= Paul Reilly (computer scientist) =

Paul Reilly is a pioneer of virtual archaeology and data visualisation in archeology. He was a research scientist at the IBM UK Scientific Centre. He received his B.A. Honours degree in archaeology and history from the University of Leeds and his Ph.D. in computer-based archaeological research, at the Research Centre for Computer Archaeology in North Staffordshire Polytechnic. He has worked on many archaeological excavation and field survey projects in Britain and elsewhere in Europe.

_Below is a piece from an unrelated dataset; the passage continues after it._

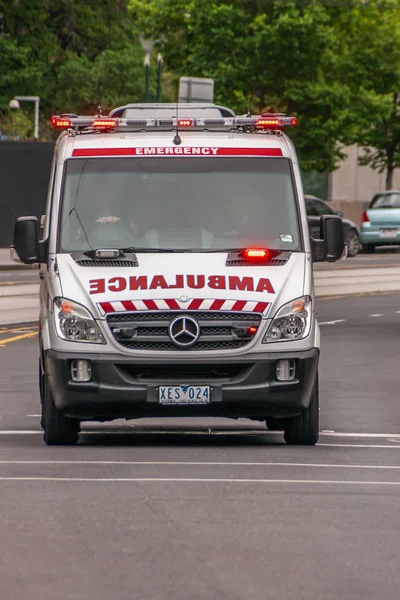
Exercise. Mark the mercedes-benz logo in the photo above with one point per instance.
(184, 331)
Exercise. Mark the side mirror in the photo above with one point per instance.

From 1986 to 1989 he was an IBM UK Scientific Centre Research Fellow and became Research Scientist in 1989.

He is a Visiting Fellow at the Archaeological Computing Research Group, University of Southampton. He has written many papers and a book, as well as editing several conference proceedings, books and journals relating to computer applications and art practice in archaeological research.

==Selected publications==
- Reilly, P., 1988, Computer Analysis of an Archaeological Landscape: Medieval Land Divisions on the Isle of Man. Oxford: British Archaeological Reports (British Series 190).

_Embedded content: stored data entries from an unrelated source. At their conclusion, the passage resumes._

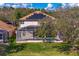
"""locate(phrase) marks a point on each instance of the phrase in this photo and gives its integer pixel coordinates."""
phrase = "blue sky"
(44, 5)
(39, 5)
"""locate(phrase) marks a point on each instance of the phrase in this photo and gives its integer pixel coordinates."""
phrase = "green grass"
(41, 49)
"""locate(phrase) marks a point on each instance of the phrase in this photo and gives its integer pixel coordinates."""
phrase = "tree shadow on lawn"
(14, 49)
(64, 48)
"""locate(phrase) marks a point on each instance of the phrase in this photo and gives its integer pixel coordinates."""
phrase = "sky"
(50, 6)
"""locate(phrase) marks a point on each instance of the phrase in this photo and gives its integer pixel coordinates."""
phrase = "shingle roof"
(6, 27)
(36, 12)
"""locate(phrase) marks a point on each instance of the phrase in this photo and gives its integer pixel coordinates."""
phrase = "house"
(28, 23)
(6, 31)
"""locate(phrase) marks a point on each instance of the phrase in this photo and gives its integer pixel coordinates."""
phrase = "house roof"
(7, 27)
(36, 12)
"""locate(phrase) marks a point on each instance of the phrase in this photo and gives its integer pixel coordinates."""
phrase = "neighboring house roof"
(36, 12)
(7, 27)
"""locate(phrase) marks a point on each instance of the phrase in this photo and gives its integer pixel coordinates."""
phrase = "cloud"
(49, 7)
(1, 4)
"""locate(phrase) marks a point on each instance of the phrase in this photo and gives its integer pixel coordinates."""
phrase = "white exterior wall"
(29, 23)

- Reilly, P., 1990, "Towards a virtual archaeology". Computer Applications in Archaeology 1990, Edited by K. Lockyear and S. Rahtz. oxford: British Archaeological reports (Int. Series 565), 133–139.
- Reilly, P., 1992, "Three-Dimensional modelling and primary archaeological data". In Archaeology and the Information Age. Edited by P. Reilly and S. Rahtz. London: Routledge, 147-173 (ISBN 9780415078580)

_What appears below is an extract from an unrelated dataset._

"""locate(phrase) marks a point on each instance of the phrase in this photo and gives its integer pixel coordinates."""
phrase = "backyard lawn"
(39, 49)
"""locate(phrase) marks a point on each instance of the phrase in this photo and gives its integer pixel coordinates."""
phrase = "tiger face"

- Reilly, P., Shennan, S., 1989, "Applying solid modeling and animated three-dimensional graphics to Archaeological problems". Computer Applications in Archaeology 1989, Edited by S. Rahtz and J.Richards. Oxford: British Archaeological Reports (Int. Series 548), 157–166.
- Beale, G., Reilly, P. 2015, Additive archaeology: the spirit of virtual archaeology reprinted. In: C. Papadopoulos, E. Paliou, A. Chrysanthi, E. Kotoula, and A. Sarris, eds. Archaeological research in the digital age, Crete. Rethymno: Institute for Mediterranean Studies, 120–128.
- Reilly, P. 2015a. Putting the materials back into virtual archaeology, In: Virtual Archaeology (Methods and Benefits), State Hermitage Publishers, Saint Petersburg, pp 12–23.
- Reilly, P. 2015b. Additive Archaeology: An Alternative Framework for Recontextualising Archaeological Entities, Open Archaeology, 1 (1), ISSN (Online) 2300–6560, DOI: 10.1515/opar-2015-0013, October 2015
- Reilly, P. 2015c. Palimpsests of Immaterial Assemblages Taken out of Context: Tracing Pompeians from the Void into the Digital, Norwegian Archaeological Review, 48 (2). DOI: 10.1080/00293652.2015.1086812.
- Gant, S., Reilly, P. (2017) Different expressions of the same mode: a recent dialogue between archaeological and contemporary drawing practices, Journal of Visual Art Practice, 17(1), pp 100–120. DOI: 10.1080/14702029.2017.1384974.